Kendi kutsalları çamurlar içine atılıp kirletilmiş toplumların dünyasında yaşıyoruz. Kutsal olanla yeniden buluşmanın yolu da yine kutsallığın diline ve ruhuna sarılmaktan geçiyor. Örneğimiz bu kez Hz. Musa olacaktır. Musa, firavunun zulmünden kurtarmak istediği kavmini gizlice Mısır’dan çıkarır. Durumu öğrenen firavun, ordusuyla Musa ve kavminin peşine düşer. Ordunun yaklaştığını gören İbraniler can derdine düşerler. “Mısır’da gömülecek mezar yerimiz olmadığı için mi bizi çölün ortasında öldürtmeye getirdin?” derler. Uzun yıllar köle bir toplum olarak yaşamaları, kendilerindeki özgür yaşam arzusunu adeta öldürmüştür. ‘Lanetli kavim’ gerçekliği denilen gerçeklik budur.

Kim olursa olsun, inancı ne olursa olsun, Kürt olsun ya da olmasın, vicdan sahibi her insan, burada dile getirilen gerçekler karşısında, Önder Apo üzerinde uygulanan insanlık dışı tecride karşı ne yaptığı ya da yapması gerektiği üzerinde düşünerek eyleme geçmelidir. Tüm nemrutlar ve firavunlar gibi çağdaş nemrut Erdoğan da korku silahına başvuruyor, bizleri korkuyla yönetmeye çalışıyor. Peki, bu nemrut bozuntusunun korkusu yüzünden Önder Apo’ya sahip çıkmayacak mıyız? Ona sahip çıkmanın demokratik bir Türkiye ve özgür bir Kürdistan’a sahip çıkmak olduğunu bilmezlikten mi geleceğiz? “Özgür Kürdistan’dan bana ne! Gömülecek bir mezar yerim olsun yeter” deyip suskunluğa mı gömüleceğiz?
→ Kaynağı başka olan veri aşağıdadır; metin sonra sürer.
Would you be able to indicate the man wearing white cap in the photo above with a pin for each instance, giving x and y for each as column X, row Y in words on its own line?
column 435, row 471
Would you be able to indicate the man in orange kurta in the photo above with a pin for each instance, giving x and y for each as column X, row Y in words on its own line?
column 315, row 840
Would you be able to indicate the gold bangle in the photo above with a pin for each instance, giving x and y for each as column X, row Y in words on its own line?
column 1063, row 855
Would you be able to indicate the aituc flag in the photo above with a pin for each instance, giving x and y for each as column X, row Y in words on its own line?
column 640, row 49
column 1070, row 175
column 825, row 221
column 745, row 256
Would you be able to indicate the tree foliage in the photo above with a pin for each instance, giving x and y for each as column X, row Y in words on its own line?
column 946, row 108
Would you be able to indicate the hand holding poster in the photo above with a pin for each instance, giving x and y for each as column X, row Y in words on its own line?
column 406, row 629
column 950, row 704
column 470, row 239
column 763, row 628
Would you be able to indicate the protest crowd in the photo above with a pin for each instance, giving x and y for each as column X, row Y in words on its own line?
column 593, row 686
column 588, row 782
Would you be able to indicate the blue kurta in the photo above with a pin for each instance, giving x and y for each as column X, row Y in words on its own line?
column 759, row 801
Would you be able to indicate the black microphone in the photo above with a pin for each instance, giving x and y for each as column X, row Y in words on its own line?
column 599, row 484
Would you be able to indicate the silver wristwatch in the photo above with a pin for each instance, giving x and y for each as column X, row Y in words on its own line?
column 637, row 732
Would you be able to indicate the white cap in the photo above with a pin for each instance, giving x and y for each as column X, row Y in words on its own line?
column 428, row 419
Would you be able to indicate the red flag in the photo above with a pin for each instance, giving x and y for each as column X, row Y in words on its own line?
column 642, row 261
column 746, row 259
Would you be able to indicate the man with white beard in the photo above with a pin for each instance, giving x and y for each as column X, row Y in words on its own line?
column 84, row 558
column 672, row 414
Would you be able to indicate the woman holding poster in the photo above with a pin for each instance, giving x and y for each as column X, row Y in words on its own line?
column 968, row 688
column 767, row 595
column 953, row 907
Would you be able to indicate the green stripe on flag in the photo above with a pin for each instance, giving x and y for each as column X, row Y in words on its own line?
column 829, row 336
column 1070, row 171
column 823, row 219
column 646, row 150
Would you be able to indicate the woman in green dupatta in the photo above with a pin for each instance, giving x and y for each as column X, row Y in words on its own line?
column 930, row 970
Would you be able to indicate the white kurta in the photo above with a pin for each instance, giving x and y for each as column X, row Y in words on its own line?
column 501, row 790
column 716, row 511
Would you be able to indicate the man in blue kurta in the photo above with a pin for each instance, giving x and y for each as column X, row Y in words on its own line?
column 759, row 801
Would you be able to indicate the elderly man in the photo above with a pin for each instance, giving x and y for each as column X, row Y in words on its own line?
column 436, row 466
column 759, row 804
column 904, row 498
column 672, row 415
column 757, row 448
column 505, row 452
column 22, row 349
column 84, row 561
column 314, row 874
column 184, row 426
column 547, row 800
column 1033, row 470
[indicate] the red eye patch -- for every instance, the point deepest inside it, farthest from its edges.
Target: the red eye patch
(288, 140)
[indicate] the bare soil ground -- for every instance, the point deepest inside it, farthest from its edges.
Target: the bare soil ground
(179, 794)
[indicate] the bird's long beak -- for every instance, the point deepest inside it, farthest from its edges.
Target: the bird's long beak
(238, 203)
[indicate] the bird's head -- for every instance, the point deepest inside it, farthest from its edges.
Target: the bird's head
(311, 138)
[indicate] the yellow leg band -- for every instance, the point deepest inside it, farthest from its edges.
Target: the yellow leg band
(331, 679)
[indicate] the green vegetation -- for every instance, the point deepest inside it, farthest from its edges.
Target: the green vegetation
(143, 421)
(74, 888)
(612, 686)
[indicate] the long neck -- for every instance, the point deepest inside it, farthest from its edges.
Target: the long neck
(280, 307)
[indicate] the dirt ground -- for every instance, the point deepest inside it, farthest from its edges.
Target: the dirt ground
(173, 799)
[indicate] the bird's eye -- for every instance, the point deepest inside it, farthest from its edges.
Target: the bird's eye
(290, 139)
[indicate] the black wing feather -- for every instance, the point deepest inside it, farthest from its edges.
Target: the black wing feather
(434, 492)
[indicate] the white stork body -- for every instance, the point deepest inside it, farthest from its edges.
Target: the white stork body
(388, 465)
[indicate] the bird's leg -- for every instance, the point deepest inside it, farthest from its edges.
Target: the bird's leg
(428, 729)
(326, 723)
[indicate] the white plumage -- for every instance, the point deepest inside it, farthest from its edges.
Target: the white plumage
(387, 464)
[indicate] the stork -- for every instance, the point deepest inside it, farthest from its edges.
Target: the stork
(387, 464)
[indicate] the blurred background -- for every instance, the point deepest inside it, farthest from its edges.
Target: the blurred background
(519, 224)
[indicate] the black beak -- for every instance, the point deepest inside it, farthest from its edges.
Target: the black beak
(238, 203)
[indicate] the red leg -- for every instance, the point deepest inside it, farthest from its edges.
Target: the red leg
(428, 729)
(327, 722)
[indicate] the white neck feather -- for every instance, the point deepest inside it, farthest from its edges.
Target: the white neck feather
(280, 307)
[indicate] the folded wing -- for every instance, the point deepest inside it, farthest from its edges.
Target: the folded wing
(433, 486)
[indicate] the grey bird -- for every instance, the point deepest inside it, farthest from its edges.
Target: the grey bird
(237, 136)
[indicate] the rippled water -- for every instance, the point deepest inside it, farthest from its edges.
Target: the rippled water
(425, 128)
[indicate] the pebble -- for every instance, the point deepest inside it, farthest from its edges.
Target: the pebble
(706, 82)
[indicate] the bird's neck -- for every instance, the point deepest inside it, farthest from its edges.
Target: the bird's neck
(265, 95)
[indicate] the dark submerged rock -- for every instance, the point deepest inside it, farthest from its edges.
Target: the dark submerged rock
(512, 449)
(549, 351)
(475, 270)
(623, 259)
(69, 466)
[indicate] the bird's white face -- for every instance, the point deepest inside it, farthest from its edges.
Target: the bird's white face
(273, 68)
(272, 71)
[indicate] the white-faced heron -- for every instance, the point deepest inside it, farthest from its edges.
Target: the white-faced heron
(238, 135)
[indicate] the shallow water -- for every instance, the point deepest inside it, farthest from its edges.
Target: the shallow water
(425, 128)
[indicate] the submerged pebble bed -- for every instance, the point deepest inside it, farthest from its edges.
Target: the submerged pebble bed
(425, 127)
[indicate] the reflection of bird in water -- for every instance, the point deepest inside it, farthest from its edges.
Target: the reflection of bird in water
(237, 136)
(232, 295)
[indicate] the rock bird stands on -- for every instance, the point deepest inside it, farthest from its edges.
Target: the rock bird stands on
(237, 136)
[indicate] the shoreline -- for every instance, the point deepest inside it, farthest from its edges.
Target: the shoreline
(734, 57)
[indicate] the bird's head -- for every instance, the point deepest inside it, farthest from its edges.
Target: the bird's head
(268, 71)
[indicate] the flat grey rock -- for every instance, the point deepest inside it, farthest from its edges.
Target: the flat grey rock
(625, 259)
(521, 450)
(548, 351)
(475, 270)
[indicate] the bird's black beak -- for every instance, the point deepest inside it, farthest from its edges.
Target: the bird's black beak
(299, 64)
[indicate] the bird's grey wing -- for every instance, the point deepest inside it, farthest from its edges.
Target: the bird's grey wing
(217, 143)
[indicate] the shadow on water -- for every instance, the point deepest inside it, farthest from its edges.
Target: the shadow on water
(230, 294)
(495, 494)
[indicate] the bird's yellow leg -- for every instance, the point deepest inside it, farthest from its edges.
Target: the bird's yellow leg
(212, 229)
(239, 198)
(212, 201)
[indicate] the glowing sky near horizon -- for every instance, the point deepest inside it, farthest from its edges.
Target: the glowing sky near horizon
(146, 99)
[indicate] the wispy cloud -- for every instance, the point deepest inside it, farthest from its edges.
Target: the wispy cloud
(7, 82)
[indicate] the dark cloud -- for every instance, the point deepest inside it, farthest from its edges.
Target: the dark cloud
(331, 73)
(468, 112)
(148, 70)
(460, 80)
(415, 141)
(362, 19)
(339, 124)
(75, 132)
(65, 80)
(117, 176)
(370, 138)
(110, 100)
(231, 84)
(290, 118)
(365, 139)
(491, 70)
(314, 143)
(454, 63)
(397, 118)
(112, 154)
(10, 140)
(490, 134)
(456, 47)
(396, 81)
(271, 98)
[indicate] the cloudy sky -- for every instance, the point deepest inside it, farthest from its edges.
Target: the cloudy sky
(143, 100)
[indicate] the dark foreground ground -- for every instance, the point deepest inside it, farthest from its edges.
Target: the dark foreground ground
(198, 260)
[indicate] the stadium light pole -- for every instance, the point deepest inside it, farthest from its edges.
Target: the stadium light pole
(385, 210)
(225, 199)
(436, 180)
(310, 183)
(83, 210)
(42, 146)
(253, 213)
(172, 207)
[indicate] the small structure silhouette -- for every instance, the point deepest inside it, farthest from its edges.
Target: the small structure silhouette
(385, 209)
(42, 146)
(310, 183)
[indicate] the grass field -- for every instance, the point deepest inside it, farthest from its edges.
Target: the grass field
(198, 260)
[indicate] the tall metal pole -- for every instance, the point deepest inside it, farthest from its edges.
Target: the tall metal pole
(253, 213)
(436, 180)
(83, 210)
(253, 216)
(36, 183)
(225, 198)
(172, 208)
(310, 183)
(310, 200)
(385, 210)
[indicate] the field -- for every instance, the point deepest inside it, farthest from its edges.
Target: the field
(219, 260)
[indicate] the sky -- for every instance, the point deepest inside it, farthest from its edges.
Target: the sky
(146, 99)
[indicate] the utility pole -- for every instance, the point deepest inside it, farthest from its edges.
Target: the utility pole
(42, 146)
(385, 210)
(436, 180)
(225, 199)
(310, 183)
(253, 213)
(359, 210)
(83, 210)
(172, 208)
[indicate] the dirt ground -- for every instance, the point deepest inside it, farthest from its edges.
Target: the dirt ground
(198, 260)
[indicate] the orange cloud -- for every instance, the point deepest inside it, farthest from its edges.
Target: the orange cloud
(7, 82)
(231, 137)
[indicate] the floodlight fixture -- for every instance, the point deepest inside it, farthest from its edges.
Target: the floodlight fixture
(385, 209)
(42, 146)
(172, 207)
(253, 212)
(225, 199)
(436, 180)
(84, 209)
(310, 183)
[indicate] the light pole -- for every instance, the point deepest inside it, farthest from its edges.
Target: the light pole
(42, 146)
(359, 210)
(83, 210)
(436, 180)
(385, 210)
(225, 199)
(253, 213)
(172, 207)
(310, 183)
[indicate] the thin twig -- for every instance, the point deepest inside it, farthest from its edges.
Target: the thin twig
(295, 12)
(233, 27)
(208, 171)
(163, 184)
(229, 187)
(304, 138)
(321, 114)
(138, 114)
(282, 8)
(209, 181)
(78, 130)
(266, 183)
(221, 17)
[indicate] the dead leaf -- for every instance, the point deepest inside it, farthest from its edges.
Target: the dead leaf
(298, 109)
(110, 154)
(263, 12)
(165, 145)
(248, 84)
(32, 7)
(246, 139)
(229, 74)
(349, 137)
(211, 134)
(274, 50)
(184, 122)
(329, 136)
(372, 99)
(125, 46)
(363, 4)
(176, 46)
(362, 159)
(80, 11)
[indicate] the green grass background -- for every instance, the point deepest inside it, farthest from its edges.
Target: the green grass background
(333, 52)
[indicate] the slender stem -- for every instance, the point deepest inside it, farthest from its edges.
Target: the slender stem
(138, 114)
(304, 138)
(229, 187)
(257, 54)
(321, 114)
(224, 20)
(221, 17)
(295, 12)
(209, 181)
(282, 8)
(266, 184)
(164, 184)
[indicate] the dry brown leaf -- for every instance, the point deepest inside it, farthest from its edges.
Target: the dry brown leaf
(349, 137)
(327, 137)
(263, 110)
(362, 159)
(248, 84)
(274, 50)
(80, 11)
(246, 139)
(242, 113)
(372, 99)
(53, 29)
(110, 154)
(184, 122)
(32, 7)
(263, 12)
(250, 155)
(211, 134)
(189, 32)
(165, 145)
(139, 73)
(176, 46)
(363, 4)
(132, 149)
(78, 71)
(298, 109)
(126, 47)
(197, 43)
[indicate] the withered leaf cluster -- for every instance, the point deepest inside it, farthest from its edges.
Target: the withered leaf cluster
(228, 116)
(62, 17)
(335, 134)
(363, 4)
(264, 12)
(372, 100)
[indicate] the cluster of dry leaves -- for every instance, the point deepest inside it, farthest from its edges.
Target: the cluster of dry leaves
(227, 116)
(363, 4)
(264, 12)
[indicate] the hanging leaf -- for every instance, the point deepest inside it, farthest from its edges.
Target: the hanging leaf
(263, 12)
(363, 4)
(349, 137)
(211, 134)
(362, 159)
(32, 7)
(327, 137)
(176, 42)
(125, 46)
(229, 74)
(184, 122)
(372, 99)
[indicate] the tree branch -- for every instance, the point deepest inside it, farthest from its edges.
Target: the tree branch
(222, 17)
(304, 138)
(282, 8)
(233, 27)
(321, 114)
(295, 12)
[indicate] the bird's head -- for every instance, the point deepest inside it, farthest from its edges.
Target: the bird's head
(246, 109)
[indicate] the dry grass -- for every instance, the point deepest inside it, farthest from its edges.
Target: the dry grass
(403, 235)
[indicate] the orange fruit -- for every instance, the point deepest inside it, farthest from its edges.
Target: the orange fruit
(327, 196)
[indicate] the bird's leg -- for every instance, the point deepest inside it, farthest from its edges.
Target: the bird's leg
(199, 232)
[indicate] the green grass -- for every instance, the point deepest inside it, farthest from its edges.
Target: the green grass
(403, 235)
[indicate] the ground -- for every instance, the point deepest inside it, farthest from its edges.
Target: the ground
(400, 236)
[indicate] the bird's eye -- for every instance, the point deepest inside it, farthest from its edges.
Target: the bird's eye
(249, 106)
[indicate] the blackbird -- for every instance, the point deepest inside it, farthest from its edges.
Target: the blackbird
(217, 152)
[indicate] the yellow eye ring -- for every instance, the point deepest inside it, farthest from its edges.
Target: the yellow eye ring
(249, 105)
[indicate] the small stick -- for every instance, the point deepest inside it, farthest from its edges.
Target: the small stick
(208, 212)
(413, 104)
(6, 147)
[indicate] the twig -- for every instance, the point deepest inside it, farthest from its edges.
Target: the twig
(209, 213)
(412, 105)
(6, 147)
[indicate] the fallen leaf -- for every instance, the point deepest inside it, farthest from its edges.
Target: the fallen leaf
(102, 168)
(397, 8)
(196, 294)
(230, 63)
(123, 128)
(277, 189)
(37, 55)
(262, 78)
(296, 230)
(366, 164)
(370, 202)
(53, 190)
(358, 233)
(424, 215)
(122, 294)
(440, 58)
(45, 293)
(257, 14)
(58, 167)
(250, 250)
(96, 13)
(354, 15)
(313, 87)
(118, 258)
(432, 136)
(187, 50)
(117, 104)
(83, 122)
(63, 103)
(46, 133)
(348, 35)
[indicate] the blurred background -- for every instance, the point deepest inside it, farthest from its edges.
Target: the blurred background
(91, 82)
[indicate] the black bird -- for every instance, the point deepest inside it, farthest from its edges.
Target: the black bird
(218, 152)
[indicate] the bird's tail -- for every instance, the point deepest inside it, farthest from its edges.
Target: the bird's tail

Bunun adı ‘lanetli kavim’ oyununa devam etmek olmaz mı? Bu oyunu sürdürürsek, İbrahimi kutsallıkla herhangi bir bağımız ve bağlılığımız kalır mı?

Che’nin dediği gibi, bulunduğu her yerde haksızlığa karşı isyan etmek insan olmanın en yüce meziyetidir. Siz de buna inanıyorsanız isyanınız kutlu olsun!